How Mormons – like Romney – cultivate business savvy early on

Shouldering responsibility from childhood – conducting meetings, raising money, and giving talks for adult crowds – Mormon boys learn skills that can them succeed in business. Some Mormons, like Mitt Romney, go on to have extraordinary business success.

Sue Ogrocki/AP/File
In this file photo last week, Republican presidential candidate Mitt Romney speaks in Oklahoma City. Romney's Mormon background, and the responsibility it puts on boys at an early age, is one reason for his business success.

In laying groundwork for a successful business career, it helps to become a religious leader at age 12.

That's when Mormon boys receive the first mantle of authority as deacons in the Church of Jesus Christ of Latter-day Saints (LDS), which has no professional clergy but vests ordinary people with religious duties, at young ages. Boys conduct meetings, raise money, and give talks for adult crowds while they're still settling into middle school.

Shouldering responsibility from childhood, according to scholars and observers, helps account for extraordinary success among executives such as Mitt Romney, who built a fortune in venture capital before seeking the GOP presidential nomination.

He's far from alone. Mormons have held top jobs at a range of brand-name organizations, from JetBlue to American Express, Marriott International to the Boston Celtics.

To be sure, the stereotype can be misleading. Plenty of America's 6.1 million Mormons don't climb the corporate ladder.
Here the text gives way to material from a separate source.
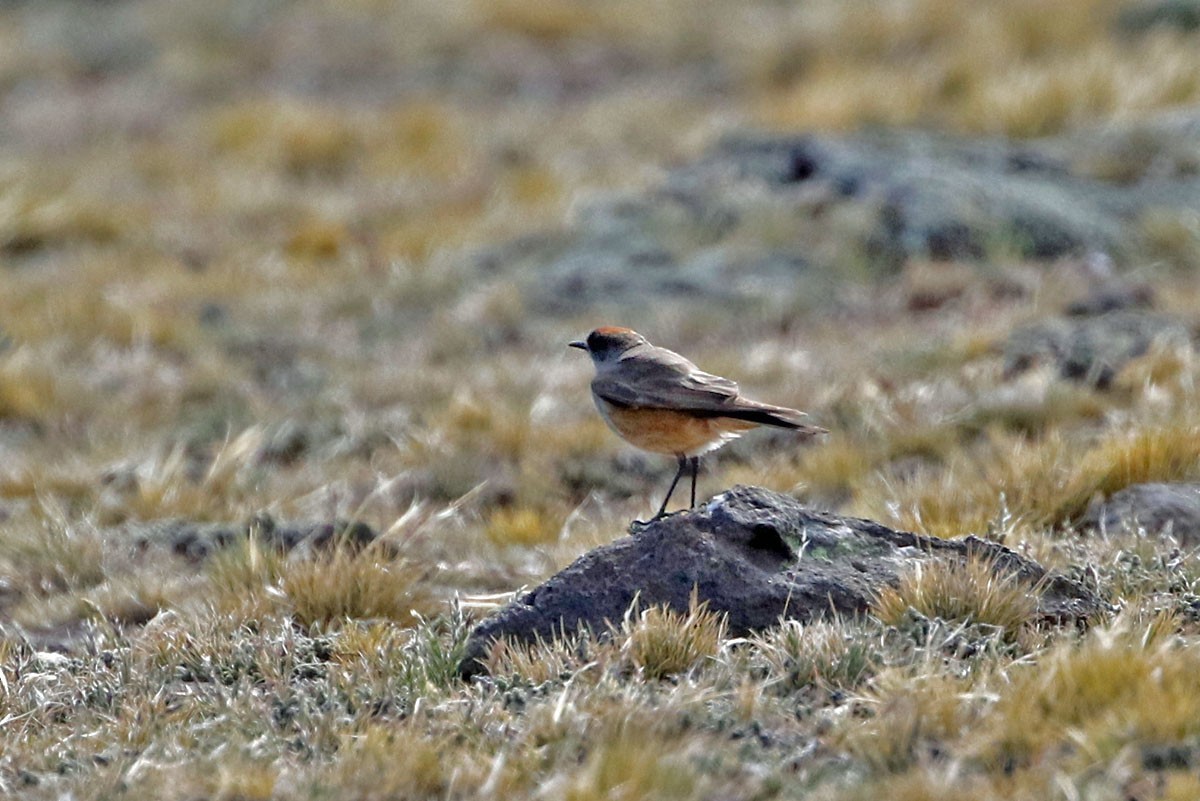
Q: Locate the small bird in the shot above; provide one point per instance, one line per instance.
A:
(660, 402)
The church does not aim to turn out C-suite executives. The connection between the religion and business leadership is more subtle than that, ob-servers say. For a child who has talent and ambition, the cultural conditioning the church gives can translate into a leg up in corporate America.

"You do see a disproportionate percentage of Mormons who have decent organizational and managerial skills," says Jeff Benedict, a Mormon journalist who profiles executives in his book "The Mormon Way of Doing Business: Leadership and Success Through Faith and Family." "That's because, at a very young age, Mormon kids are given responsibilities and taught to organize."

Mormons need no convincing that religious experience enhances business success. The LDS Church strongly encourages men at age 19 to go on a full-time, two-year mission to help grow church ranks. (Women go on missions in their early 20s, though it's not as strongly encouraged for them, and few move into executive positions in the business world. Eighty percent of American Mormons say their mission experiences, which often include living abroad and the toughening that comes with knocking on doors, have been very valuable in preparing them for a career, according to a fall 2011 Pew Forum survey.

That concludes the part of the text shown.